Angka Kematian Ibu (AKI) dan Angka Kematian Bayi (AKB) merupakan indikator kesehatan sebuah negara. Menurut WHO, kematian ibu adalah kematian seorang perempuan akibat proses yang berhubungan dengan kehamilan (termasuk kehamilan ektopik, abortus dan abortus mola), persalinan dan masa nifas (kurun waktu 42 hari setelah berakhirnya kehamilan), tanpa melihat usia gestasi, yang bukan kematian akibat kecelakaan atau kejadian insidental. Sedangkan kematian bayi didefinisikan sebagai jumlah meninggalnya bayi yang berusia di bawah 1 tahun per 1.000 kelahiran yang terjadi dalam kurun satu tahun. Angka ini kerap digunakan sebagai acuan untuk menilai baik-buruknya kondisi ekonomi, sosial, maupun lingkungan di suatu negara.
Berdasarkan data Survei Penduduk Antar Sensus (SUPAS 2015) Angka kematian ibu sebanyak 305/100.000 kelahiran hidup, masih jauh dari target Sustainable Development Goals (SDGs) yaitu 70/100.000 kelahiran hidup.
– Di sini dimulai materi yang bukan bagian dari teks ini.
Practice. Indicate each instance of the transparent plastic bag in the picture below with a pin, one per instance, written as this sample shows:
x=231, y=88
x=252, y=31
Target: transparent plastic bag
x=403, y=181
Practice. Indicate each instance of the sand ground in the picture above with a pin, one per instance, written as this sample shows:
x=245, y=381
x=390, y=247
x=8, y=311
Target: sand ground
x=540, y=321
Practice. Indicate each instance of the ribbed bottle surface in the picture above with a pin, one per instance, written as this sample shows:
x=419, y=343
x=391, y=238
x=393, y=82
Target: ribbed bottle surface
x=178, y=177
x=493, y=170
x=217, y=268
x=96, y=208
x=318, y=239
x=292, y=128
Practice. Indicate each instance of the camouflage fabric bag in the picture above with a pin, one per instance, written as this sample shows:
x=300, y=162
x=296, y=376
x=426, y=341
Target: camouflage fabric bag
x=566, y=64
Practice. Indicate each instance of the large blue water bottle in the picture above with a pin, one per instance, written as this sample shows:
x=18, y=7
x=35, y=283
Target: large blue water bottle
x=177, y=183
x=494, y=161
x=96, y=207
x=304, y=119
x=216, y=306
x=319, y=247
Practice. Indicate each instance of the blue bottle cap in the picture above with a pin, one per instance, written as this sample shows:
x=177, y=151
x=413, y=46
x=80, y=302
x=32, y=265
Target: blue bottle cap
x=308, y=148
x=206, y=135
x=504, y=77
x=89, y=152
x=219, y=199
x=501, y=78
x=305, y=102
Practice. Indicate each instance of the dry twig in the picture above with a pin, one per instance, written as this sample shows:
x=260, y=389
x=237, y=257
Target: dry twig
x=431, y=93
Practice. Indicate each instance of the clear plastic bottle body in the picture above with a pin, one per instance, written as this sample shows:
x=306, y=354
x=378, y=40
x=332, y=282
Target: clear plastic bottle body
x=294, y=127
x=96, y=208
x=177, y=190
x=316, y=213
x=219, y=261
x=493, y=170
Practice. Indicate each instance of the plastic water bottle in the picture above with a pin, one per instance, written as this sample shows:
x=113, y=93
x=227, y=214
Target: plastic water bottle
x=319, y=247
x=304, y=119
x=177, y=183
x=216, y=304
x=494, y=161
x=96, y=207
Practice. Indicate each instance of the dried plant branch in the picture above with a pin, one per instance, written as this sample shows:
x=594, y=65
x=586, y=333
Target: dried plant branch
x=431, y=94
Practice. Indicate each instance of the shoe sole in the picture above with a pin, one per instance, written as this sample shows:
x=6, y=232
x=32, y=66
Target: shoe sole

Angka Kematian Ibu (AKI) di Indonesia masih menempati posisi kedua di Asia Tenggara, 1 posisi di bawah Laos.
Indonesia telah mengalami kemajuan yang signifikan dalam upaya penurunan kematian bayi dalam beberapa dekade terakhir. Pada 1960, Angka Kematian Bayi (AKB) Indonesia adalah 128 per 1.000 kelahiran hidup. Angka ini turun menjadi 68 per 1.000 kelahiran hidup pada 1989, 57 pada 1992 dan 46 pada 1995. Walau terbilang mengalami kemajuan yang signifikan, angka kematian bayi di Indonesia masih menempati posisi yang tinggi dibandingkan negara tetangga, yaitu 4,6 kali lebih tinggi dari Malaysia, 1,3 kali lebih tinggi dari Filipina, dan 1,8 kali lebih tinggi dari Thailand.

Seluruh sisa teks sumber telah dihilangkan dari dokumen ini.